Paul Hudson    @twostraws   

The first step in our project is to build the basic user interface, which for this app will be:

  1. A NavigationStack so we can show our app’s name at the top.
  2. A box prompting users to select a photo, over which we’ll place their imported picture.
  3. An “Intensity” slider that will affect how strongly we apply our Core Image filters, stored as a value from 0.0 to 1.0.
  4. A sharing button to export the processed image from the app.

We won't put all those bits in place to begin with; just enough so you can see how things fit together.

Initially the user won’t have selected an image, so we’ll represent that using an @State optional image property.

First add these two properties to ContentView:

@State private var processedImage: Image?
@State private var filterIntensity = 0.5

Now modify the contents of its body property to this:

NavigationStack {
    VStack {
        Spacer()

        // image area

        Spacer()

        HStack {
            Text("Intensity")
            Slider(value: $filterIntensity)
        }
        .padding(.vertical)

        HStack {
            Button("Change Filter") {
                // change filter
            }

            Spacer()

            // share the picture
        }
    }
    .padding([.horizontal, .bottom])
    .navigationTitle("Instafilter")
}

That uses two spacers so that we always get space above and below the image area, which also ensures the filter controls stay fixed to the bottom of the screen.

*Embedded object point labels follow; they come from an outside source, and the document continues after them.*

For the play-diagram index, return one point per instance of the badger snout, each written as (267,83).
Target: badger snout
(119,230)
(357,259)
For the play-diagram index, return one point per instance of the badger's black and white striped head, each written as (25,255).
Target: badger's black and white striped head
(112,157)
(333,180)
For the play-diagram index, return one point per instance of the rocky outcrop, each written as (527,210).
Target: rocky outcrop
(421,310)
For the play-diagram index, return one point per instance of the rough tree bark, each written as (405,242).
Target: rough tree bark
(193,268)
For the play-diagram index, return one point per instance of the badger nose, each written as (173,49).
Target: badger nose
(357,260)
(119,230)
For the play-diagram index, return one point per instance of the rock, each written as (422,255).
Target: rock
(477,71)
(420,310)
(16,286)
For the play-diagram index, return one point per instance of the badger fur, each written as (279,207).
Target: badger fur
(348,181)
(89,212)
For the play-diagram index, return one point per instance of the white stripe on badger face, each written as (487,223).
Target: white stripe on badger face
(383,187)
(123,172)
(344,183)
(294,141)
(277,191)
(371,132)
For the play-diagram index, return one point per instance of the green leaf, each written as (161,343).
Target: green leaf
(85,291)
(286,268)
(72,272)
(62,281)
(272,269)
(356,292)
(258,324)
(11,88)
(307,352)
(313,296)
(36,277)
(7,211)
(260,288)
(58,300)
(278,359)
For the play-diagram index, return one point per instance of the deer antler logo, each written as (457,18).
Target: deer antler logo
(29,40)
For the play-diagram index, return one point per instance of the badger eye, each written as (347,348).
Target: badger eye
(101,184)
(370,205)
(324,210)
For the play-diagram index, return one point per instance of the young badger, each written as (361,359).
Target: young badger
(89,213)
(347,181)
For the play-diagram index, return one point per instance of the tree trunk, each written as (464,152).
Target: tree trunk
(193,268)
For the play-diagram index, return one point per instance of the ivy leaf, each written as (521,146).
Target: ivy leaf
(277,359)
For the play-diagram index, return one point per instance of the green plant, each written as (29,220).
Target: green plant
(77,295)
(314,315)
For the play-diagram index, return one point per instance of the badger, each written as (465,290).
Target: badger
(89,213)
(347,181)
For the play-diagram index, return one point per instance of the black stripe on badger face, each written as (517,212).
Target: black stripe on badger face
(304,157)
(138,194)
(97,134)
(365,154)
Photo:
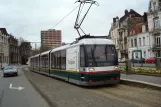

In terms of what should go in place of the // image area comment, it will be one of two things: if we have an image already selected then we should show it, otherwise we'll display a simple ContentUnavailableView so users know that space isn't just accidentally blank:

if let processedImage {
    processedImage
        .resizable()
        .scaledToFit()
} else {
    ContentUnavailableView("No Picture", systemImage: "photo.badge.plus", description: Text("Tap to import a photo"))
}

I love being able to place optional views right inside a SwiftUI layout, and I think it works particularly well with ContentUnavailableView because only one is visible at a time. Yes, tapping the view won't do anything yet, but we'll tackle that shortly.

Now, as our code was fairly easy here, I want to just briefly explore what it looks like to clean up our body property a little – we have lots of layout code in there, but there's also a button action inside there too.

Yes, the Change Filter button isn't going to have a lot of complex functionality inside it, but this is good practice in splitting off button actions.

Right now that just means adding an empty method to ContentView, like this:

func changeFilter() {
}

Then calling it from the Change Filter button, like this:

Button("Change Filter", action: changeFilter)

When you’re learning it’s very common to write button actions and similar directly inside your views, but once you get onto real projects it’s a good idea to spend extra time keeping your code cleaned up – it makes your life easier in the long term, trust me!

I’ll be adding more little cleanup tips like this going forward, so as you start to approach the end of the course you feel increasingly confident that your code is in good shape.